You may maintain both a traditional IRA and a Roth IRA, as long as your total contribution doesn't exceed the Internal Revenue Service (IRS) limits for any given year and you meet certain other eligibility requirements.

The IRS limit for both 2019 and 2020 is $6,000 for both the traditional and the Roth IRA combined. If you're aged 50 or older, a catch-up provision allows you to put in an additional $1,000, for a combined total of $7,000.

Key Takeaways

  • You may be able to contribute to both a Roth and traditional IRA, up to the limits set by the IRS, which are $6,000 total between all IRA accounts in 2019 and 2020.
  • These two types of IRAs also have eligibility requirements you'll need to meet.
  • Before you contribute to either, make sure you're maximizing any retirement plans you have at work.
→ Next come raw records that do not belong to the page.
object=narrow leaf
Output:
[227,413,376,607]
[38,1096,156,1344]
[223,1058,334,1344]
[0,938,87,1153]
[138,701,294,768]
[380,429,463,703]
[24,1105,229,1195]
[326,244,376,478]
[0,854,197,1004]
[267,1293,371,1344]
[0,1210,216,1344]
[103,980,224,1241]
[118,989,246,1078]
Divvying Up Your Contributions

A person who's less than 50 years old could contribute $3,000 to a traditional IRA and another $3,000 to a Roth IRA. Whether your traditional IRA contributions are tax-deductible and whether you're eligible to contribute to a Roth IRA at all will depend on your income and other factors.

In a traditional IRA, you'll generally pay tax on the income you contribute when you withdraw the money in retirement. The income you contribute to a Roth IRA also is taxable, but you usually pay this tax prior to contributing the funds, so withdrawals from a Roth are not taxed if you meet certain conditions.

If you can afford it, and if you're eligible for both, having both types of IRA gives you a choice of taxable or tax-free income when you eventually make your withdrawals.

Traditional or Roth: How to Decide

Even before you consider a traditional or Roth IRA, you might want to make sure you're taking full advantage of your 401(k) or another work-based retirement plan, if your employer offers one. Here are a couple of reasons why this makes sense:

  • Company retirement plans generally have higher contribution limits than either a traditional or a Roth IRA. Employee 401(k) contributions for 2020 can increase by $500 to $19,500, while the combined employer and employee contribution limit rises by $1,000 to $57,000, the IRS announced. For participants aged 50 and older, the additional "catch-up" contribution limit will rise to $6,500, up by $500.
  • Many employers will match your contributions, which is essentially free money. If you're dissatisfied with the investment choices in your 401(k) plan, financial advisors often suggest contributing at least enough to get the full employer match and then investing your other retirement savings elsewhere, such as in an IRA.

You need to have earned income to contribute to either a Roth or a traditional IRA. Investment income doesn't qualify.

Traditional and Roth IRAs Eligibility

There is no income limit on eligibility for a traditional IRA. However, the extent to which your contributions are tax-deductible depends on your income as well as whether you or your spouse, if you're married, have access to an employer plan at work.

There are income limits for Roth contributions, however. For example, if you're married, filing jointly, and your modified adjusted gross income is $206,000 or more (in 2020), you are ineligible for a Roth IRA.

Both types of IRA also have to be funded with earned income rather than, for example, investment income.